Ron sinks his teeth into his burger. “I really don’t have time to eat,” Jack says.
“The burgers are really good,” Ron says with a mouth full of food.
Jack sighs and takes a bite. “Not bad,” he says.
“They’d be better if yours had some lettuce.”
As the two devour their burgers, Jack’s second song begins. On the other side of the diner, the boy starts crying. “Does that bring back memories?” Jack quips.
“Not really,” Ron replies.
“You were a pretty strict disciplinarian,” Jack says. “You’d slap the shit out of me if I made a scene like that.”
“God, that kid is annoying. I think I’ll go over there and say something.”
“Just let them be.”
Jack ignores him and walks over to the family’s table. The parents are trying to silence the crying boy.
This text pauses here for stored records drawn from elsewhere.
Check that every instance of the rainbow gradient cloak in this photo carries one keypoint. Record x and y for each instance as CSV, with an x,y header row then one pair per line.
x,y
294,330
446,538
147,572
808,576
The sister ignores them and continues playing her game. “What seems to be the problem?” Jack asks.
“I’m sorry, we’ve been on the road for hours and the kids are a little tired,” the father says.
“I lost my Superman,” the boy babbles.
“We can get you a new one, just stop making a scene,” his mother says.
Jack reaches down, grabbing a Superman toy sitting on the checkerboard tiles. “Is this yours?” he asks.
The boy rips the toy out of Jack’s hands. “Billy, what do we say?” his mother says.
“Thank you,” the boy mutters.
“You like superheroes?” Jack asks.
The boy nods. “Me too, kid,” Jack says before returning to his table.
Ron smiles at him. “What?” Jack asks.
“Nothing,” Ron replies. “How’re your kids doing?”
“Good, I guess. I’ve been putting a lot of hours in at work, trying to start a college fund for them.”
“Make sure to spend as much time with them as you can. You’ll regret not being around all the time by the time you’re my age.”
“Will you guys be able to come over for Christmas this year?”
“I don’t know, depends on my work schedule. I’ll try to make it.”
“That’s all I ask.”
Jack glances at his watch. “Shit,” he says. “I have to go.”
He slams a twenty dollar bill down on the table and runs to the door. “Use it to pay for lunch,” he says.
“Keep it, I can pay,” Ron shouts.
Jack doesn’t hear him. He runs across the street and hops into his truck. He speeds out of the truck stop, leaving Ron alone. Ron stares at the half-eaten burger sitting across the table from him and sighs. In the back of the diner, Jack’s second song ends and a new song begins. An old swing song by Frank Sinatra, one that brings a smile to Ron’s face.